ITIL v3 introduces a wider conception of the IT organization. Most of the concepts included in ITIL v2 are still present in version 3 of the library.
ITIL v3 processes are included in five volumes:
- ITIL Service Strategy
- ITIL Service Design
- ITIL Service Transition
- ITIL Service Operation
- ITIL Continual Service Improvement
If you’re familiar with ITIL v2, maybe you’re starting to see the shift in perspective. The basic idea behind this library release is that the IT organization should be considered to be in a permanent cycle.
If you look at graph, you’ll see that the strategy (ITIL Service Strategy volume) is at the core of everything else. It is composed of the processes:
- Service Portfolio Management
- Demand Management
- IT Financial Management
And it includes activities such as value definition, market research and business case creation.
Going outwards in the chart, you’ll see the inner cycle of volumes. These are: Service Design, Service Transition and Service Operation.
Service Design focus on everything you need to do in order to create a new service.

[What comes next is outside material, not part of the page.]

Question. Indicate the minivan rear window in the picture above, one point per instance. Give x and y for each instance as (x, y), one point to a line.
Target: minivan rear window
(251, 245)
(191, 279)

Not only the technological aspect of the service, but just as important, the things you need to do to make the service work as you want inside the organization in which IT operates, and inside the world/market where the organization operates.
Service Design includes the following processes:
- Service Catalogue Management
- Service Level Management
- Risk Management
- Capacity Management
- Availability Management
- IT Service Continuity Management
- Information Security Management
- Compliance Management
- IT Architecture Management
- Supplier Management
As you could imagine, this volumes deals with the issues that rises when you try to deliver your new service into production. How do you change what is already working to incorporate the new service, how do you minimize the risk of service interruption. It includes the following processes:
- Service Asset and Configuration Management
- Service Validation and Testing
- Release Management
- Change Management
- Knowledge Management
The battlefield. This volume describes what to do to keep things running. How should you face service interruption, and of course, ideally avoid it. Monitoring of your services is a key issue. The processes:
- Event Management
- Incident Management
- Problem Management
- Request Fulfillment
- Access Management
Lastly, the outer circle in the graph. Continual Service Improvement. Where you measure and report, to feed a new iteration of Service Design. It also handles the stress that new business needs put on IT, and how to restore balance. The processes:
- Service Level Management
- Service Measurement and Reporting
We’ll be getting into more detail in upcoming posts.